With the help of grants and donors, new residents of HOME get a new home
Marge Felix of Hands of Mercy Everywhere, Inc. stands in the house mother’s bedroom as she talks about the new Grace House.
On Wednesday morning a 17-year-old from Belleview was rushed to the hospital to give birth.
Normally, the arrival of new life in the world is a happy event. This instance likely was, too, despite these times being fraught with uncertainty.
But this baby also was a reminder for Diane Schofield and her team at Hands of Mercy Everywhere, or HOME, of their mission.
For 17 years Schofield, the founder of HOME, has sheltered troubled girls, and girls in trouble — many of them, just like this young woman on Wednesday, who were pregnant and became mothers barely after leaving childhood themselves.
Today, HOME, a Christian nonprofit serving young girls in foster care, will celebrate an expansion of its project.
Schofield will cut the ribbon on Grace House, HOME’s new group home and the third of its campuses tucked into a modest residential neighborhood on the east side of Belleview.
Grace House will be a residential sanctuary for up to six girls, ages 12 to 17, who may have emotional or behavioral issues.
The house itself – a two-story, five-bedroom unit built in 1923 – was a gift from an aged spinster, Emma Jeannette Smith. The retired teacher, who spent 43 years at Ocala and later Forest High School, passed away in February 2017 at age 89. Smith left no heirs and bequeathed her house to the agency, according to Marge Felix, HOME’s office manager.
Felix recalled that Smith struggled to get around later in life, and so welcomed visits and assistance from the HOME girls who regularly came to see her and bring her baked goodies.
Smith’s former abode is now warmly decorated and immaculate in preparation for today’s ribbon-cutting, and receiving its new residents.
The wood flooring, original to the home, is freshly treated. The furniture, though donated, looks like it just left a showroom. The kitchen and restrooms are outfitted with new granite countertops. Signs with motivational maxims and Bible verses adorn newly painted walls. On each bed sits a basket full of toiletries. A large, new wooden deck off the west side promises to be the destination for many cookouts.
Schofield said Grace House was renovated with a $350,000 federal community development block grant obtained by Marion County.
Grace House, like HOME’s other locations in the neighborhood, will have a full-time house mother to oversee the clients, who are referred to HOME by the Florida Department of Children and Families. Many of them have also been guests of the Department of Juvenile Justice.
“This isn’t Betsy who got an argument with her mother,” Felix noted. This is hardcore.”
Some HOME clients have been involved in sex trafficking or been sexually abused. Others have been mistreated or abandoned by family.
“We take them all,” Schofield said. “That’s God’s house, and when those girls walk through the gate, I want to give them a chance.”

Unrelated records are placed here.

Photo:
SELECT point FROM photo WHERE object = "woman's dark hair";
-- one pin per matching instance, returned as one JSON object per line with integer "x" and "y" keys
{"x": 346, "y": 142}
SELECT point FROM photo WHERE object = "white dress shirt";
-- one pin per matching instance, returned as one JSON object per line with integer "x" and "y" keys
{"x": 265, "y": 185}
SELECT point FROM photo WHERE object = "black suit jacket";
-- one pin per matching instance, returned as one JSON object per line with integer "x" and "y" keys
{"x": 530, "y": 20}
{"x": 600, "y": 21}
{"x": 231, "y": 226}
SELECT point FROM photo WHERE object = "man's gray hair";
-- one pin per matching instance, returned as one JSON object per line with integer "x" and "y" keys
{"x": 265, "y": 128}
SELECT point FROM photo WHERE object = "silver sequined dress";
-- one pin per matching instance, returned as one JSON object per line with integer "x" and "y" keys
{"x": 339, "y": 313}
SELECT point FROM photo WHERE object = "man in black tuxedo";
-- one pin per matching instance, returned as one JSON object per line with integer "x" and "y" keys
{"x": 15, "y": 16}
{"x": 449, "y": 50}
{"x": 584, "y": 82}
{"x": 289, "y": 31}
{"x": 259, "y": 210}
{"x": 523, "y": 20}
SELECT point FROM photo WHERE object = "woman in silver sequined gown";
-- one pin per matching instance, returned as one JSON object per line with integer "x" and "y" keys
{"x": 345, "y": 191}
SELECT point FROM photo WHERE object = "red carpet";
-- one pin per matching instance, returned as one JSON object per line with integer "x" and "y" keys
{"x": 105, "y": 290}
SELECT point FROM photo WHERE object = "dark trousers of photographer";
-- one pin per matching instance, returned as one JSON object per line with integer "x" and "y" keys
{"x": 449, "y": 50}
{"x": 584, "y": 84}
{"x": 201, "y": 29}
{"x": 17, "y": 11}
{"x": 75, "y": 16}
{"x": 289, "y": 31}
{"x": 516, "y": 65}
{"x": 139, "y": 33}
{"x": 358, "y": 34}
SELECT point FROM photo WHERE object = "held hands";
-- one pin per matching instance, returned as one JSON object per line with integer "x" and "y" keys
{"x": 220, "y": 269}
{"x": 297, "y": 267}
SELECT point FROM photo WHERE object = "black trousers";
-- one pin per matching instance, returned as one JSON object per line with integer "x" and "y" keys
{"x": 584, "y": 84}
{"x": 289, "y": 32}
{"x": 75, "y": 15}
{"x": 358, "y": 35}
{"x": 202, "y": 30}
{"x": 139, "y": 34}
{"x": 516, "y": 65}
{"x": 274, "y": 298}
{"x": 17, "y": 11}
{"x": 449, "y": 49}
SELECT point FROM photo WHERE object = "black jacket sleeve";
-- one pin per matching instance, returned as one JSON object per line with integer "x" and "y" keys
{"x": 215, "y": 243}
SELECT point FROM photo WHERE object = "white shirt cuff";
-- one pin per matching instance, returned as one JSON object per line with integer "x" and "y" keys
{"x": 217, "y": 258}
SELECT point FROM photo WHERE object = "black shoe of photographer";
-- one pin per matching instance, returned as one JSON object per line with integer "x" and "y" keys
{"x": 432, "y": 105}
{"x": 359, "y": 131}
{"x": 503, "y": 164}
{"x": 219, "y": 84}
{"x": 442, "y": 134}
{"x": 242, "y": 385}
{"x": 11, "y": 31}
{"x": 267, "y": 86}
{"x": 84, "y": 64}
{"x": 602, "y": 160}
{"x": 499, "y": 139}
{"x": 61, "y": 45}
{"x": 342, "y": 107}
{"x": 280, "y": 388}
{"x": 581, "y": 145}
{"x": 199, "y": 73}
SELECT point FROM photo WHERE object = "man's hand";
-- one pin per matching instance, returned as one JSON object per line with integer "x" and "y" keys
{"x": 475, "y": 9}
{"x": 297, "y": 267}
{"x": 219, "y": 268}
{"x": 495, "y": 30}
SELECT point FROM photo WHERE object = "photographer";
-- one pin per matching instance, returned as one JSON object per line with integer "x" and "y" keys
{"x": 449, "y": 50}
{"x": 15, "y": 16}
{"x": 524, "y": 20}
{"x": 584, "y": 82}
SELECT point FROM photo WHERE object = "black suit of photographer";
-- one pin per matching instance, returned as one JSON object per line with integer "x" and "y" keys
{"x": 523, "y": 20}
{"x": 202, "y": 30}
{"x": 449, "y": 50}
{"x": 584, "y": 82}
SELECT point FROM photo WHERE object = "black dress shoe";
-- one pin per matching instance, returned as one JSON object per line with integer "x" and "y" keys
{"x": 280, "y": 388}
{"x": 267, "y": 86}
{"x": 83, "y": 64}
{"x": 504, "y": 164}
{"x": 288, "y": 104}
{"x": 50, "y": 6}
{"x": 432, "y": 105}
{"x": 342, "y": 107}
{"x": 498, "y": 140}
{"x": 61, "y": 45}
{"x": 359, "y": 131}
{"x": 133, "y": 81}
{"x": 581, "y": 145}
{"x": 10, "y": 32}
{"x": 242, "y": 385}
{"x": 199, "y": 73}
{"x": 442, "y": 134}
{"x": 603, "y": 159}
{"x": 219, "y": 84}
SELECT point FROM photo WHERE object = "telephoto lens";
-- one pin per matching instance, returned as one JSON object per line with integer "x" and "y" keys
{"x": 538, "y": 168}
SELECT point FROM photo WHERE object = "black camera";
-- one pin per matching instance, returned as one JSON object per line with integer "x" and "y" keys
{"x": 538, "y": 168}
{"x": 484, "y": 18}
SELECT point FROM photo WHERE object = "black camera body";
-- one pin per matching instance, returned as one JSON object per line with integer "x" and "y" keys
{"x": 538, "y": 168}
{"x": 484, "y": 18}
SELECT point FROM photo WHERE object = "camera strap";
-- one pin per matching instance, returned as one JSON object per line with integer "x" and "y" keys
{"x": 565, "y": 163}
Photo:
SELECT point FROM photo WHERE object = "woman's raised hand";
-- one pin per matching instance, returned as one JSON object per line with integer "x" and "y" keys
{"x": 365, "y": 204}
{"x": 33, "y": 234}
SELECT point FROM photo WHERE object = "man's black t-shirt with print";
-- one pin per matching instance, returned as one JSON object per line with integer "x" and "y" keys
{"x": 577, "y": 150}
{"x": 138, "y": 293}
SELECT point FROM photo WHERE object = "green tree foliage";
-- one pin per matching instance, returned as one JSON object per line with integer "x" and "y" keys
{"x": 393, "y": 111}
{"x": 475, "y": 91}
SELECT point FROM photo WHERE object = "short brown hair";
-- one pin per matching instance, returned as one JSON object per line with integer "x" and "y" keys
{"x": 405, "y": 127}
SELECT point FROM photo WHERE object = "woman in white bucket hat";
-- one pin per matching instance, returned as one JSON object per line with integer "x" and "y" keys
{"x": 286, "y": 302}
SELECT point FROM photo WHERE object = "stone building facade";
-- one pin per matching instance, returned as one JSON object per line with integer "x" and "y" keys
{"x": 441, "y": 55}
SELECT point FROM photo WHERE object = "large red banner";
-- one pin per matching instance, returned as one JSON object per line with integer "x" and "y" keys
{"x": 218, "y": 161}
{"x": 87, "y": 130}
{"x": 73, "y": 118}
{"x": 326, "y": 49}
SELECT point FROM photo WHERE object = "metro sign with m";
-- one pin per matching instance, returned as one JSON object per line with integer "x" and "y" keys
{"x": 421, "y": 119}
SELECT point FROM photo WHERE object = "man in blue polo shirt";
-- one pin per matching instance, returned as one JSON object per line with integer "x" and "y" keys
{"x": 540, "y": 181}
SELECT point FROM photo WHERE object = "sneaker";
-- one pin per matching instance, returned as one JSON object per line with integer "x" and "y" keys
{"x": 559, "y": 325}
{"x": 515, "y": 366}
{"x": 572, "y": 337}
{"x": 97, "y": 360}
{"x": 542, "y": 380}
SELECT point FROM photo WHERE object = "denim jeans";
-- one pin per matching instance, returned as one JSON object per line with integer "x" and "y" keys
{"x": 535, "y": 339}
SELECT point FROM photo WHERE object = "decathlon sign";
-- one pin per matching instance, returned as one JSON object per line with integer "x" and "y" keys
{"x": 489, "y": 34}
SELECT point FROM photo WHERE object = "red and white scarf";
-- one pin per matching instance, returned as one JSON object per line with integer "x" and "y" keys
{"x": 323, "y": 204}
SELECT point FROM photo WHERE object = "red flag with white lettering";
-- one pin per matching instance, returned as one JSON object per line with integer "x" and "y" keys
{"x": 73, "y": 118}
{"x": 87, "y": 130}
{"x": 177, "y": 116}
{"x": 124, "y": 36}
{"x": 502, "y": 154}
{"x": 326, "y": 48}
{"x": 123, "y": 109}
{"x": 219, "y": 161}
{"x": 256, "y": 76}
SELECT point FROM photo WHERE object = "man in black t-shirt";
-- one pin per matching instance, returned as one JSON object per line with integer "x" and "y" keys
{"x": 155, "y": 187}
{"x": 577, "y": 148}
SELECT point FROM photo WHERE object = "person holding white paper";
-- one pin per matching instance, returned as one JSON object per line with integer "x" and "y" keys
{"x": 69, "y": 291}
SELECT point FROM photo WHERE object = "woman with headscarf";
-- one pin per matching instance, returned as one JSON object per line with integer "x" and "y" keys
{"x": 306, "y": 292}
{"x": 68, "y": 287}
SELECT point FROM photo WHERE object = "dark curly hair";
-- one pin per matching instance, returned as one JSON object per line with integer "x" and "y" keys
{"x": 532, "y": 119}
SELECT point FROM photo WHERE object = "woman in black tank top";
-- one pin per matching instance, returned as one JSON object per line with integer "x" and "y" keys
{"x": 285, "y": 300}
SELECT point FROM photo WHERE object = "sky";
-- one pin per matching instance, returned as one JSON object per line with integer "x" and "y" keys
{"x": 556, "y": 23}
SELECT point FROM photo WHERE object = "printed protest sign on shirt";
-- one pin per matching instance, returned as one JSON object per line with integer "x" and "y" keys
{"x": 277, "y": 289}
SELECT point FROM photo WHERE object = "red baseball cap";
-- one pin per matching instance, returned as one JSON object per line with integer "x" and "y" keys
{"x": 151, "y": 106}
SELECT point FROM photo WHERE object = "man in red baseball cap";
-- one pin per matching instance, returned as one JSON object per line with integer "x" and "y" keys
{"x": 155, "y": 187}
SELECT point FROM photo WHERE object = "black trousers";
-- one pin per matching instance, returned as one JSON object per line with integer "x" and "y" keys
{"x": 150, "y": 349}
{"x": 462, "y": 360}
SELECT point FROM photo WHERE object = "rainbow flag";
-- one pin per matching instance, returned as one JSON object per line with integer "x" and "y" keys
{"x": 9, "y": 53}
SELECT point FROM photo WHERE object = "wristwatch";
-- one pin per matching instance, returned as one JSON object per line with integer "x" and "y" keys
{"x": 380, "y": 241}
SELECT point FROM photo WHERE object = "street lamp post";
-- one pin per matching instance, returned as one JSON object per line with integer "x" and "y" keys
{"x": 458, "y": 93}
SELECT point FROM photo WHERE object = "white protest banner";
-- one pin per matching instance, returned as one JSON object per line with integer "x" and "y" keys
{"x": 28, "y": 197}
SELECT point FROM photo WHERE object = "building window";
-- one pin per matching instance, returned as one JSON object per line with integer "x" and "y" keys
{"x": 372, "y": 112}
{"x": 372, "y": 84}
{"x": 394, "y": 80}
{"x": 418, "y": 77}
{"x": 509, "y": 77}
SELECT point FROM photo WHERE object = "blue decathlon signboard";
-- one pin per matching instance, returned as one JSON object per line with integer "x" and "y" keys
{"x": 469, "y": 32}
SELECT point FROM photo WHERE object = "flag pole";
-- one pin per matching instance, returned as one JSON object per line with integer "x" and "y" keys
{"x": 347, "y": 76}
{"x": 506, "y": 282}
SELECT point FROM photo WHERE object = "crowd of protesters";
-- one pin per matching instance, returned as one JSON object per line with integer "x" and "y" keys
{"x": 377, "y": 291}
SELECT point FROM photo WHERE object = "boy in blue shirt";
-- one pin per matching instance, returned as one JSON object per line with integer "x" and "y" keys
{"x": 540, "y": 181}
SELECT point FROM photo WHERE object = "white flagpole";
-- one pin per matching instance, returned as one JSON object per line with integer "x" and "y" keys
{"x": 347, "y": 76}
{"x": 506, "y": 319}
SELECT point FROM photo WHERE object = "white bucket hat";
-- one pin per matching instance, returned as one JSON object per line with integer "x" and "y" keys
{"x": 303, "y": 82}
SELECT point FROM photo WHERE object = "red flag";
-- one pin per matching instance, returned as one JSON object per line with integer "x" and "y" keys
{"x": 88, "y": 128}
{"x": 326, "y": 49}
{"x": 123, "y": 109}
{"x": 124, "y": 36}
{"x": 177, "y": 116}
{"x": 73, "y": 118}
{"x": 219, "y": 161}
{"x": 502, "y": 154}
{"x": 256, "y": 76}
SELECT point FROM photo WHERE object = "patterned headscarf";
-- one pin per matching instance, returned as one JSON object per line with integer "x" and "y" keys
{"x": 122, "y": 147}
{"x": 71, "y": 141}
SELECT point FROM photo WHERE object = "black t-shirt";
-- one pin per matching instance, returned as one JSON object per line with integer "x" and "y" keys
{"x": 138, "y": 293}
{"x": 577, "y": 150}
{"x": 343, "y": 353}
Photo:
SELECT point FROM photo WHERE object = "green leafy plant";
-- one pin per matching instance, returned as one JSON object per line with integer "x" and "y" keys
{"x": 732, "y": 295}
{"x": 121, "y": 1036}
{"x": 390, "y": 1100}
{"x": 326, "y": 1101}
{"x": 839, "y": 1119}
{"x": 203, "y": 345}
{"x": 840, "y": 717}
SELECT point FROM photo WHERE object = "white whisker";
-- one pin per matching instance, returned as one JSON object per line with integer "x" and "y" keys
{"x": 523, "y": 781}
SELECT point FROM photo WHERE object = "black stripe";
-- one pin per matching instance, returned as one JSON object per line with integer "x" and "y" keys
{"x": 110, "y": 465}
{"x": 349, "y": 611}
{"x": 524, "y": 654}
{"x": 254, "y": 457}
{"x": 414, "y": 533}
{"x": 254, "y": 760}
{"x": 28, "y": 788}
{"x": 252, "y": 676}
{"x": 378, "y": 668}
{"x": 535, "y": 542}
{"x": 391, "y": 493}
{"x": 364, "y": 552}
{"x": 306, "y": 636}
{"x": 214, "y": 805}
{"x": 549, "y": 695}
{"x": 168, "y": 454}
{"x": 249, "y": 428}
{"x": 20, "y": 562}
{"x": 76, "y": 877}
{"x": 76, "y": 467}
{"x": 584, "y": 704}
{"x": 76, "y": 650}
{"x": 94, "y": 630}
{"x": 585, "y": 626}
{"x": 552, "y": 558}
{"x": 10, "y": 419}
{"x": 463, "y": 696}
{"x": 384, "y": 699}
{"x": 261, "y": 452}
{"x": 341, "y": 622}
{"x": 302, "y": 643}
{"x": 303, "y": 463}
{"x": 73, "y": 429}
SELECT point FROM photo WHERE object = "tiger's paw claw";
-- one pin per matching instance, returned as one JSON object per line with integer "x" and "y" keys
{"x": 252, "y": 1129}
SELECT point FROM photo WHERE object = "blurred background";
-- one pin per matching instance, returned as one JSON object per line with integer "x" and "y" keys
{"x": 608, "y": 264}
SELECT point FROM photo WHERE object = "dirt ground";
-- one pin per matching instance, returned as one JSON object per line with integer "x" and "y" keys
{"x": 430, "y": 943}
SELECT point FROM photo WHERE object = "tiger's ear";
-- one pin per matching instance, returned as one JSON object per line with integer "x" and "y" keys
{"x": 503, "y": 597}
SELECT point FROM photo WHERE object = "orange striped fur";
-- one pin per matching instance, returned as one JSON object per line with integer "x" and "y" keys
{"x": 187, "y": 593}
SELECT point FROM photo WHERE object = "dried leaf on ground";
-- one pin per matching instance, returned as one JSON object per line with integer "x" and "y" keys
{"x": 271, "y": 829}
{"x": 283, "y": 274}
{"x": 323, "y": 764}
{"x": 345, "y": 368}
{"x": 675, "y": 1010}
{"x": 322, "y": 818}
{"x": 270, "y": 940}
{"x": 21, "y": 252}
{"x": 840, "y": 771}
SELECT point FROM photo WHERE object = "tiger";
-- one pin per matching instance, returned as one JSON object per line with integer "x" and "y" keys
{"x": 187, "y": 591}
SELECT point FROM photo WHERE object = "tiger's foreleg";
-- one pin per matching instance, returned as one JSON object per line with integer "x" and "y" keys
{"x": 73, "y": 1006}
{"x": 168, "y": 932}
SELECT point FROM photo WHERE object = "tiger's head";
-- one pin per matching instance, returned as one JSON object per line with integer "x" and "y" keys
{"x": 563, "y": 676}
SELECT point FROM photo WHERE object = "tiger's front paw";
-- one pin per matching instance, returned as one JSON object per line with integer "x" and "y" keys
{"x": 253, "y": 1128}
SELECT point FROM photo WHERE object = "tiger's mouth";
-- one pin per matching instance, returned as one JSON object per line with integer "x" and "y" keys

Since Grace House will specialize in helping young women with emotional problems, psychiatric services will be available, either on-site, in a room dedicated for counseling, or through Zoom. Psychotropic medications will be available to those who require them.
HOME’s other sites in that Belleview neighborhood just off Lake Lillian include Faith House, which is the oldest of the programs and focuses on girls involved in sex or human trafficking, and Hope House, established in 2015 as a “maternity home” to care for pregnant teens.
HOME also operates Promise House in Ocala, an independent transitional home for four women between 18 and 21.
The formula is the same for each.
While in HOME’s care, the girls learn to act as part of a team, sharing in everyday chores that maintain the house.
They also are taught how to dress appropriately, sent back to school to finish their education and taken to church. Felix said that applies to any denomination. And while they don’t have to participate in services, no one is excused from going. Eventually, training in everyday life skills becomes part of the program,
“That’s the whole point,” said Felix, who has worked for HOME for six years. “Build them up to get them back on their feet. Make them feel like ladies.”
Once Grace opens to its clients, HOME will serve 30 young women, with six there, four in Ocala, and 10 each at Faith and Hope houses.
Since HOME’s inception, Schofield said, 1,040 young women have passed through its portals.
Restoring dignity, self-worth, hope and confidence to these young women is a major part of HOME’s mission.
But, Schofield said, so is preparing them to live and function in a society in a way that, while coming naturally to many of us, can be foreign to them.
“The most important thing about Grace House is that these are going to be kids going out into the world. That’s where the community can help me — giving them jobs or donating cars so they can get their child to daycare or get to work,” Schofield said.
“I want to have them get a job, and be taxpaying citizens, not just milking the government for the rest of their lives,” Schofield said.